ZNF326 promotes malignant phenotype of glioma by up-regulating HDAC7 expression and activating Wnt pathway

Zinc-finger protein-326 (ZNF326) was initially found in the NIH3T3 cell line to regulate cell growth, however, the expression and underlying role of ZNF326 in human tumours, especially in glioma, is not fully understood.

Our findings elucidated ZNF326 promotes the malignant phenotype of human glioma via ZNF326-HDAC7-β-catenin signalling. This study reveals the vital role and mechanism of ZNF326 in the malignant progression of glioma, and provides the reference for finding biomarkers and therapeutic targets for glioma.

Immunohistochemistry was applied to detect the expression of ZNF326 in glioma tissues, and statistical analysis was used to analyse the relationship between ZNF326 expression and clinicopathological factors. The effect of ZNF326 on glioma cells proliferation and invasion was conducted by functional experiments both in vivo and in vitro. Chromatin immunoprecipitation and dual-luciferase assays were performed to demonstrate that histone deacetylase enzyme-7 (HDAC7) is the target gene of ZNF326. Immunoblotting, real-time PCR, GST-pulldown and co-immunoprecipitation assays were used to clarify the underlying role of ZNF326 on Wnt pathway activation.

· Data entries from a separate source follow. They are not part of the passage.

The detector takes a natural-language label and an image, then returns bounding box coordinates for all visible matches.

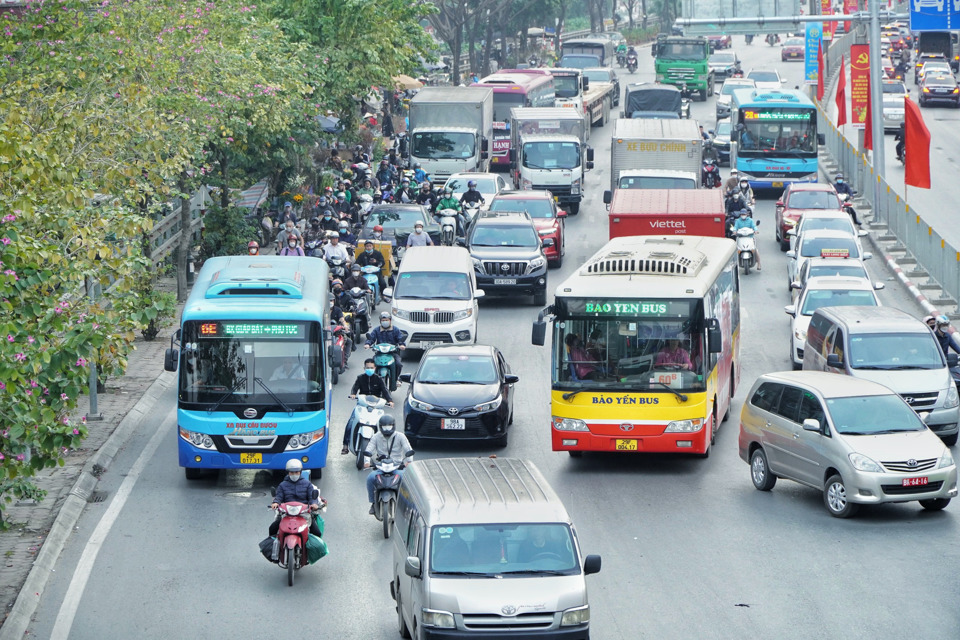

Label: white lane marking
[50,420,170,640]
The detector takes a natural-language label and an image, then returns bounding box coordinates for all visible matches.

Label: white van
[390,458,600,640]
[803,307,960,446]
[383,247,483,349]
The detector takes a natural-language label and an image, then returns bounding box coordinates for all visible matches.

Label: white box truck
[409,87,493,183]
[510,107,593,214]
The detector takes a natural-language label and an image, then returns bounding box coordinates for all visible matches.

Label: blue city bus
[730,89,819,189]
[164,256,331,479]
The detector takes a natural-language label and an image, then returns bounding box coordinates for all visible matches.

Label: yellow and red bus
[533,236,740,457]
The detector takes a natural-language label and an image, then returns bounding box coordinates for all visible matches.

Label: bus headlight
[421,609,456,629]
[553,416,590,431]
[560,604,590,627]
[663,418,703,433]
[285,428,327,451]
[180,427,216,450]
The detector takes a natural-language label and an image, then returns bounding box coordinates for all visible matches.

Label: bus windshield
[553,300,708,391]
[180,320,324,410]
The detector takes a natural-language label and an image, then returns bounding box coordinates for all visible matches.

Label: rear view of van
[803,306,960,446]
[390,458,600,640]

High nuclear expression of ZNF326 was observed in glioma cell lines and tissues, and closely related with advanced tumour grade in the patients. Moreover, ectopic ZNF326 expression promoted the proliferation and invasiveness of glioma cells. Mechanistically, ZNF326 could activate HDAC7 transcription by binding to a specific promoter region via its transcriptional activation domain and zinc-finger structures. The interaction of the up-regulated HDAC7 with β-catenin led to a decrease in β-catenin acetylation level at Lys-49, followed by a decrease in β-catenin phosphorylation level at Ser-45. These changes in β-catenin posttranscriptional modification levels promoted its redistribution and import into the nucleus. Additionally, ZNF326 directly associated with β-catenin in the nucleus, and enhanced the binding of β-catenin to TCF-4, serving as a co-activator in stimulating Wnt pathway. Conclusions: Our findings elucidated ZNF326 promotes the malignant phenotype of human glioma via ZNF326-HDAC7-β-catenin signalling. This study reveals the vital role and mechanism of ZNF326 in the malignant progression of glioma, and provides the reference for finding biomarkers and therapeutic targets for glioma.